Die Kühlung der Reaktoren und der Abklingbecken der Reaktoren 1 bis 4 ist entscheidend. In den Reaktoren könnte sonst eine Kernschmelze einsetzen beziehungsweise weiterlaufen. Dabei entstehen leicht flüchtige Radioisotope wie Cäsium 137. Außerdem frisst sich die heiße Masse langsam nach unten durch das Reaktorgebäude. In den Abklingbecken könnten sich trocken gefallene Brennstäbe entzünden. Die Hitze des Feuers würde dann wohl größere Mengen radioaktiver Partikel nach draußen schleudern.
"Ich halte solche Schätzungen für sehr gewagt"
Am Donnerstag waren Hubschrauber im Einsatz, am Freitag setzten die japanischen Einsatzkräfte allein auf Wasserwerfer, vor allem am Block 3. Nach Angaben der BBC versprühten sie innerhalb von 40 Minuten etwa 50 Tonnen Wasser. Am Reaktor 3 hat man Angst vor dem hochgiftigen Plutonium in den Brennstäben. Nebenan, im Block 4, ist das - zumindest zum Teil - trocken gefallene Abklingbecken das Problem. Darin liegt auch der Reaktorkern des vierten Blocks, wegen Wartungsarbeiten in der Zeit vor dem Erdbeben.

"Ich kann bestätigen, dass dort noch Wasser im Pool ist", sagte eine Sprecherin der japanischen Atomaufsicht. Daten zum exakten Wasserstand konnte sie allerdings nicht nennen. Die Lobby-Organisation Japan Atomic Industrial Forum erklärte am Freitag, über Reaktor 4 sei Wasserstoff nachgewiesen worden. Das heißt, dass die Hüllen zumindest einiger Brennstäbe sich wegen der großen Hitze zersetzen - und dass Explosionsgefahr besteht. Nach einer Übersicht des Bundesumweltministeriums befinden sich in dem Abklingbecken bis zu 1279 Brennelemente.
"Die Brennelementbecken machen mir mehr Sorgen als die Reaktoren. Das ist echt kritisch", sagte Reaktorsicherheitsexperte Hans-Josef Allelein von der RWTH Aachen im Gespräch mit SPIEGEL ONLINE. Trotzdem wollte er keine Prognose darüber abgeben, wie viel Zeit den japanischen Katastrophenschützern noch bleibt. "Ich halte solche Schätzungen für sehr gewagt." Zu wenig wisse man über den Zustand der Kühlsysteme und die Bemühungen, die Brennelementbecken wieder aufzufüllen.

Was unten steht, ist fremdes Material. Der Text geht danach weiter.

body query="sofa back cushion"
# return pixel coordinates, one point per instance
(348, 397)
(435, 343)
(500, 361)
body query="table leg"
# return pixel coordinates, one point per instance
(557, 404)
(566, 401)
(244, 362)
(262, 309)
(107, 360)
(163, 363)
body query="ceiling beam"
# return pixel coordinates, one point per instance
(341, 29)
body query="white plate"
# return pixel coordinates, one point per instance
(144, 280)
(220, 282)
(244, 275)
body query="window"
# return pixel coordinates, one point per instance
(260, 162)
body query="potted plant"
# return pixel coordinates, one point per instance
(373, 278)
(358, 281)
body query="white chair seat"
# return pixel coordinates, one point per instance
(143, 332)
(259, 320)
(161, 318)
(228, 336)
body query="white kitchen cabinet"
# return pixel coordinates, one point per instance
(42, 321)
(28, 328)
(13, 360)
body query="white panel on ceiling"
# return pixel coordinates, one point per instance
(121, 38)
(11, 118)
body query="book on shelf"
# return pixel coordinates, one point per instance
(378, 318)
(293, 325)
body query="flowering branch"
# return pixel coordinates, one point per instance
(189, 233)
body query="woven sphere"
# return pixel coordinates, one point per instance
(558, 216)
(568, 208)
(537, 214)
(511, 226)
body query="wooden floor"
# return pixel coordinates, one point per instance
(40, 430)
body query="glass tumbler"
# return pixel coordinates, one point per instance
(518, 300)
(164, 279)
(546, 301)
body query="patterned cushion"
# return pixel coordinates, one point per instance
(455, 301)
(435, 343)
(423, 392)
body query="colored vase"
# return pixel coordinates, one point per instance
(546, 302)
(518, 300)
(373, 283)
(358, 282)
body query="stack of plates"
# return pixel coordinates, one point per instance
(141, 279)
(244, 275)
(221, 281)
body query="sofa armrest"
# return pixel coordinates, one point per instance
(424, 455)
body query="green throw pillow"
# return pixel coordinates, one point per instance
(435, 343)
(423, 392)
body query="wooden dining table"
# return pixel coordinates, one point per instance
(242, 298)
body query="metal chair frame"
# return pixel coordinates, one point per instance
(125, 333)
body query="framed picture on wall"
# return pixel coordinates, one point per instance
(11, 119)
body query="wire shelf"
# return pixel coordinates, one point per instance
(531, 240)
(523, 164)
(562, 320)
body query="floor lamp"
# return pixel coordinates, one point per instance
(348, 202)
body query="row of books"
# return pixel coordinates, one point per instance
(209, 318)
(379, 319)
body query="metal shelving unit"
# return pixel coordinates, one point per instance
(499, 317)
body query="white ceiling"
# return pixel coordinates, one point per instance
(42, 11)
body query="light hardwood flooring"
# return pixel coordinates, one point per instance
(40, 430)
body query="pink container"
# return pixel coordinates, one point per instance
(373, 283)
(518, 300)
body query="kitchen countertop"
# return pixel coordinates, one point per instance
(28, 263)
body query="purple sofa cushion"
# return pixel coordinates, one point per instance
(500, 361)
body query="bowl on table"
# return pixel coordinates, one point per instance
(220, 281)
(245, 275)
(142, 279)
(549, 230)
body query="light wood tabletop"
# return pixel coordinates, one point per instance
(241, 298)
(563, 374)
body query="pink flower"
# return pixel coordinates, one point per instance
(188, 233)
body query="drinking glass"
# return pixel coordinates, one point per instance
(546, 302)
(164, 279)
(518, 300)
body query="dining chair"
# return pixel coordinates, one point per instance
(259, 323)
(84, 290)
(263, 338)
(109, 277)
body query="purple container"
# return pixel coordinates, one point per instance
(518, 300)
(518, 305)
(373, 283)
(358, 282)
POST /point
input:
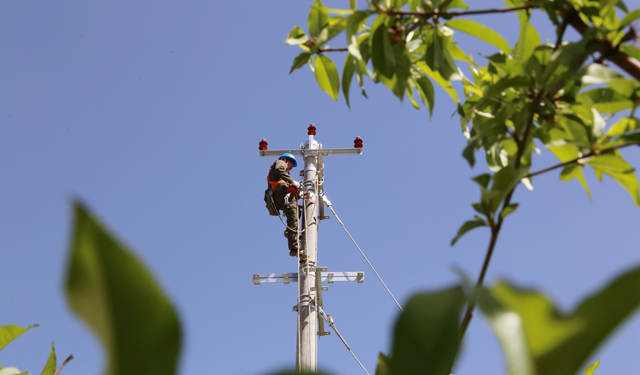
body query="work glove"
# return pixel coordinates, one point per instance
(293, 190)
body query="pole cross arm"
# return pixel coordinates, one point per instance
(313, 152)
(286, 278)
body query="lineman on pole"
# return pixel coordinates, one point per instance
(284, 194)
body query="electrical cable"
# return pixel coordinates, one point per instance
(332, 324)
(328, 203)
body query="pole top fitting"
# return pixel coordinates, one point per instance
(263, 145)
(311, 130)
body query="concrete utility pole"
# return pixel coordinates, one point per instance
(309, 288)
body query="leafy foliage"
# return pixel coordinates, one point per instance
(558, 96)
(118, 298)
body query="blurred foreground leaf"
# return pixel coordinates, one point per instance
(427, 335)
(10, 332)
(115, 294)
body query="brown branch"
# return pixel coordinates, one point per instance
(577, 160)
(321, 50)
(69, 358)
(455, 14)
(495, 230)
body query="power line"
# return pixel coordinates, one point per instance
(328, 202)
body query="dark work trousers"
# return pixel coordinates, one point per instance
(291, 211)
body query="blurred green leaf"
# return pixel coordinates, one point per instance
(481, 32)
(347, 76)
(528, 41)
(50, 366)
(296, 36)
(327, 76)
(467, 226)
(508, 210)
(115, 294)
(434, 55)
(509, 329)
(318, 18)
(629, 17)
(427, 335)
(9, 332)
(383, 365)
(591, 369)
(300, 61)
(382, 53)
(504, 181)
(572, 171)
(600, 315)
(446, 85)
(354, 23)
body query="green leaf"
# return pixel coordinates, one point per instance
(115, 294)
(467, 226)
(300, 61)
(296, 36)
(382, 53)
(347, 76)
(572, 171)
(605, 100)
(628, 18)
(10, 332)
(426, 336)
(446, 85)
(434, 56)
(426, 91)
(12, 371)
(504, 181)
(354, 23)
(383, 365)
(481, 32)
(327, 76)
(527, 42)
(508, 210)
(599, 315)
(509, 329)
(591, 369)
(318, 18)
(50, 366)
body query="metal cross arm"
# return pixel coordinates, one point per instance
(313, 152)
(286, 278)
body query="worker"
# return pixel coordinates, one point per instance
(285, 196)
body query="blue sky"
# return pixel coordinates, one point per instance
(151, 113)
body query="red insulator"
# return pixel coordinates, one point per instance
(263, 145)
(312, 130)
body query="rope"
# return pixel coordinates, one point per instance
(332, 324)
(364, 256)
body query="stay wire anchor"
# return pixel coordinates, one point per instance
(327, 318)
(328, 203)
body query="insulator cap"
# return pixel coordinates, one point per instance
(263, 145)
(311, 130)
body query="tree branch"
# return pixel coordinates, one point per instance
(611, 53)
(322, 50)
(69, 358)
(495, 230)
(576, 160)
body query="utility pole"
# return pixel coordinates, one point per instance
(310, 276)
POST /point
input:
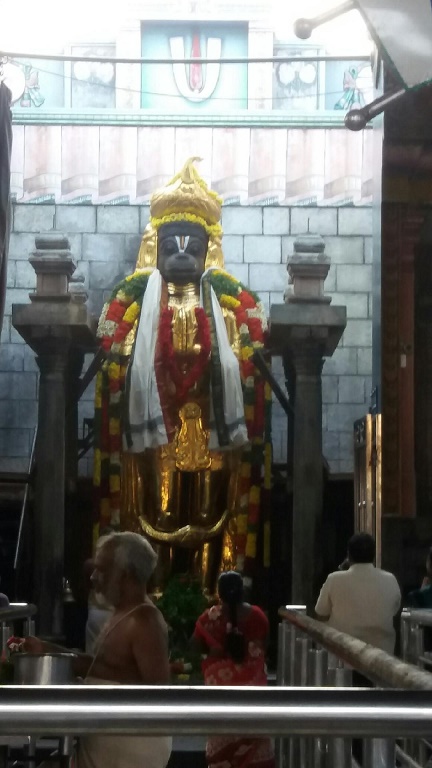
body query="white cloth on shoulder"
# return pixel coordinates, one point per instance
(146, 421)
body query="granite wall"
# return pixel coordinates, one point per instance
(257, 243)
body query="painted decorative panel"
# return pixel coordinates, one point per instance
(175, 87)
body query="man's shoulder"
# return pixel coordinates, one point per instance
(386, 576)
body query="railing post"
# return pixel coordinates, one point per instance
(285, 641)
(29, 626)
(6, 631)
(339, 750)
(317, 679)
(378, 753)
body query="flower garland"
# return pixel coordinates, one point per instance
(184, 382)
(117, 321)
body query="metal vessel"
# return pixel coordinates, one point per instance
(44, 668)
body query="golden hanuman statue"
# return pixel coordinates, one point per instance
(182, 415)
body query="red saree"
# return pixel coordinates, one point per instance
(211, 627)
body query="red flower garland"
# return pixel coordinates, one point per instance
(184, 382)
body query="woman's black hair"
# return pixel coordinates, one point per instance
(230, 589)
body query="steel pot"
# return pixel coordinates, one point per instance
(43, 668)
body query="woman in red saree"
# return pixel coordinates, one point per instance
(234, 635)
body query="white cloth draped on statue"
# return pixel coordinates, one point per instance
(146, 422)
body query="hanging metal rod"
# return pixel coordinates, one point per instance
(122, 60)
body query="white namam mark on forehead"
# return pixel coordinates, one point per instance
(182, 241)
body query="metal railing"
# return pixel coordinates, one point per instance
(155, 711)
(312, 654)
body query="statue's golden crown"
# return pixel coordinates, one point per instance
(187, 198)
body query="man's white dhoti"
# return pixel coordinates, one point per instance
(99, 751)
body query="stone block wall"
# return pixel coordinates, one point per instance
(258, 241)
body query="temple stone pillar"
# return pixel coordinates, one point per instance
(58, 328)
(305, 330)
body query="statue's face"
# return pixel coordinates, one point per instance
(182, 251)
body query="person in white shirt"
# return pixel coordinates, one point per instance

Noch immer läuft das Notkühlsystem in weiten Teilen der Anlage nicht. Lediglich in den weitgehend unzerstörten Blöcken 5 und 6, so meldet die Betreiberfirma Tepco, sei die Notstromversorgung inzwischen wieder in Betrieb. Nach Angaben der IAEA ist dazu ein Diesel-Generator im Einsatz. Am Samstag könnte die Stromversorgung am Reaktor 4 wieder hergestellt werden, sagt die Betreiberfirma Tepco. Die Japanische Atomsicherheitsbehörde hatte zuvor bereits in Aussicht gestellt, dass zu diesem Zeitpunkt auch die Blöcke 1 und 2 wieder versorgt werden könnten.

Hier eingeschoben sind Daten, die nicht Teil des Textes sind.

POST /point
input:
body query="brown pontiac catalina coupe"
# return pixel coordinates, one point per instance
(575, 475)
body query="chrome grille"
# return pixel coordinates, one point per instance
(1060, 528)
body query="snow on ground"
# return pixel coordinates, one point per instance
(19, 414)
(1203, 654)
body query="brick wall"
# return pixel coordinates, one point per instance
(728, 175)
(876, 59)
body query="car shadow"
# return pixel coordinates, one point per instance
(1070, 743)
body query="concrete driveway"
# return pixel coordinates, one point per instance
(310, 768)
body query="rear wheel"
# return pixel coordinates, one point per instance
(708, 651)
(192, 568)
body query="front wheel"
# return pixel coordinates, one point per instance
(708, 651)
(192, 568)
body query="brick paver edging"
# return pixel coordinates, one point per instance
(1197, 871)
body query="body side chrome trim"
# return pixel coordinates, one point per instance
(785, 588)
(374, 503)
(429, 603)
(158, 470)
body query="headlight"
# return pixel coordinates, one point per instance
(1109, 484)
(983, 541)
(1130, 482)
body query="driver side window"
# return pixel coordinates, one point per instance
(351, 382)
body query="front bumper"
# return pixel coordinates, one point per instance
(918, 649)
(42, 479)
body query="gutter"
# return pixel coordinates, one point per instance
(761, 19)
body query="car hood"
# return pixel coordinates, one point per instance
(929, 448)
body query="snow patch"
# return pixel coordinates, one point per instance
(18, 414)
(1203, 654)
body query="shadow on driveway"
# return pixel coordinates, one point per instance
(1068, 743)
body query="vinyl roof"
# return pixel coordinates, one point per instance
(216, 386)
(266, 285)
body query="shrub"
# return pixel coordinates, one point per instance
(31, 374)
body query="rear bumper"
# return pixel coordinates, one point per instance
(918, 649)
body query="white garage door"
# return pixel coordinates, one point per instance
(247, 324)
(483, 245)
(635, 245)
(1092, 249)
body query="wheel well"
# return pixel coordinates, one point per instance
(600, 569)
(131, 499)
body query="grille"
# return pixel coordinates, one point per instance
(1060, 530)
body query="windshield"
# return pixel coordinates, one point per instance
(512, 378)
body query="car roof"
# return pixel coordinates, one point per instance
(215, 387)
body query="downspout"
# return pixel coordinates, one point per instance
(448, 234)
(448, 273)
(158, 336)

Das Problem: Zum Zustand der Technik in den teilweise völlig zerstörten Reaktorhallen gibt es keine genauen Angaben. Auf Fernsehbildern sehen die von Wasserstoffexplosionen verwüsteten Gebäude aus wie nach einem Bombenanschlag. Nuklear-Experte Knebel hofft drauf, dass zumindest die Notkühlsysteme an der sogenannten Kondensationskammer wieder in Betrieb genommen werden können. Sie liegen unter dem Reaktordruckbehälter. "Wenn diese Notkühlsysteme zum Laufen gebracht werden können, bekommt man Wärme aus dem Kreislauf heraus."

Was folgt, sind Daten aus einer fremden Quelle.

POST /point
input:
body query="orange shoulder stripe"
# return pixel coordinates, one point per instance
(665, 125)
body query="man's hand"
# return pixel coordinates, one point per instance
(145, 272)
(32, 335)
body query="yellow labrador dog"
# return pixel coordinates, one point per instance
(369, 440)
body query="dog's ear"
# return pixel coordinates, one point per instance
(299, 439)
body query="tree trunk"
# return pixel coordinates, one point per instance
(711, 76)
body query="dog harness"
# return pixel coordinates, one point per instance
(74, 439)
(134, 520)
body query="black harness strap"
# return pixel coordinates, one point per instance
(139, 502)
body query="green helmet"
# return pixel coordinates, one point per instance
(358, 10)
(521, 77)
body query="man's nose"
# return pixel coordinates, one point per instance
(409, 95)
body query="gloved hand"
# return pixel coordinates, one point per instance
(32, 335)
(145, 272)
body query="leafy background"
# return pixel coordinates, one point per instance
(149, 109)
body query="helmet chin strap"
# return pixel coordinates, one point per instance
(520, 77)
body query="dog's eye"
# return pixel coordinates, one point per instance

Das Kühlen ist dann eine monate-, wohl eher jahrelange Aufgabe. Im Übrigen ist bereits das geplante Anschalten des Stroms für die Notpumpen nicht ohne Risiken. "Wenn es zu einem Kurzschluss kommt, könnten wichtige Komponenten unwiederbringlich verlorengehen", warnt Sicherheitsexperte Allelein.